猫の慢性腎不全に対するベラプロストナトリウムの効果についての検

演 題 番 号:
演 題 名:猫の慢性腎不全に対するベラプロストナトリウムの効果についての検討
発表者氏名:○竹中雅彦 1)2) 高島一昭 2) 車谷 元 3) 井田亘隆 3) 山根義久 2)4)
発表者所属:1)竹中動物病院(広島県) 2)鳥取県動物臨床医学研究所 3)東レ医薬研究所 4)東京農工大学
はじめに:健康な猫を用いた試験においてベラプロストナトリウム(以下 BPS)が腎機能を改善させる結果が得られた。
そこで我々は慢性腎不全に罹患している猫の臨床例に対して BPS を投与し効果について検討した。
材料及び方法:
①供試猫:血液検査、尿検査にて BUN20mg/dlCre1.6mg/dl 以上の両方か尿検査にて蛋白の排泄を認め、尿比重が 1.025
以下の所見を有し 3 ヶ月以上持続するものを慢性腎不全と診断し雄 7 匹雌 4 匹を採用した。さらに腎不全を 3 段階にス
テージ分類した。②投与方法及び投与期間:BPS150μg/head/BID を 6 ヶ月投与した。③臨床症状および血液検査:臨床
症状をスコアー化して投与前と投与後 1 週ごとに飼主から問診して記録した。血液検査は投与前から 1 ヶ月ごと 6 ヶ月
間検査した。
成績
StageⅠの4症例において臨床症状、腎機能は著明に改善された。
StageⅡの4症例において臨床症状は著明に改善された。腎機能は 2 例改善、2 例現状維持であった。
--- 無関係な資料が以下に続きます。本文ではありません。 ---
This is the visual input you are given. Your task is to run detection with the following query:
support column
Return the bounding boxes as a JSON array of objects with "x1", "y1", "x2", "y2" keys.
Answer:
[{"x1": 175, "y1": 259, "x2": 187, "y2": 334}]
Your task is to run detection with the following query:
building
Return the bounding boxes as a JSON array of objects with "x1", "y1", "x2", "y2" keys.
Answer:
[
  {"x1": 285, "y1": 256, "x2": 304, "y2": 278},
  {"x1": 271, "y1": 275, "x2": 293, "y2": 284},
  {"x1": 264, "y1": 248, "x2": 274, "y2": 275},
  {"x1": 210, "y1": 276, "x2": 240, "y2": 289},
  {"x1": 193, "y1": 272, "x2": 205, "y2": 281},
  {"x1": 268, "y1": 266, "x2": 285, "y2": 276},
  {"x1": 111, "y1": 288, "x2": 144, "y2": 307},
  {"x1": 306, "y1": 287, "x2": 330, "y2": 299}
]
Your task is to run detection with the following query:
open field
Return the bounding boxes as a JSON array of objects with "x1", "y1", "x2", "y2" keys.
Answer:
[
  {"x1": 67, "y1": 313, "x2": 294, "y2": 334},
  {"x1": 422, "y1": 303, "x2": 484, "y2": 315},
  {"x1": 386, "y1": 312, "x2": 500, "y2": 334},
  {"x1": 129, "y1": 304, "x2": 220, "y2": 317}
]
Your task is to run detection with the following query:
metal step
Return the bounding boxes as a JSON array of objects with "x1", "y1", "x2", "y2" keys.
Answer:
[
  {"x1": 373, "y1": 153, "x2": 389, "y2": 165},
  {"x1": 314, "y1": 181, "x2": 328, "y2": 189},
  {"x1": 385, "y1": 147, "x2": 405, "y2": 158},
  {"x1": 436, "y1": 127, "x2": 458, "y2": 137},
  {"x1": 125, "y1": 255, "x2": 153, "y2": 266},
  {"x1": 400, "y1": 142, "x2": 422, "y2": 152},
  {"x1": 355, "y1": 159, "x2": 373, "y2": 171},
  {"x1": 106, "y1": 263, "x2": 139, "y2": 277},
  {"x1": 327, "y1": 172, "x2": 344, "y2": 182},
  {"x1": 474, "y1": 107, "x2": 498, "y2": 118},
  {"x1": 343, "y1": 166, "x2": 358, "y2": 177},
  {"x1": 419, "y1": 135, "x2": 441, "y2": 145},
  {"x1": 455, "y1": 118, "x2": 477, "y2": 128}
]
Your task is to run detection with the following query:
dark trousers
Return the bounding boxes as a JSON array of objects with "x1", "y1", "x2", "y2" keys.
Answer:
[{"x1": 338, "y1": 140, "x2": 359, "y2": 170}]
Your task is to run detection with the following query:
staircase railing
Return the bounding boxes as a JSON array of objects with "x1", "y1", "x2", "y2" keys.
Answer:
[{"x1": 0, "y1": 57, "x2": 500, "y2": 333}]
StageⅢの3症例において 2 例は臨床症状の一時的な改善がみられたがその後悪化した。1例は臨床症状の改善がみら
れたが腎機能は現状維持であった。
考察
BPS が腎機能を改善させるメカニズムは、まだ正確には解明されていないが特に腎不全の初期においては腎機能を正常
域まで改善させ中から末期腎不全においては腎不全の進行を遅延させ臨床症状を改善させることが判明した。
BPS 投与終了後においても StageⅠⅡの症例は長期間腎機能を維持している。これらのことから BPS は腎をリモデリン
グさせるものと考える。以上の結果から BPS は猫の慢性腎不全において非常に有益であると考えられた。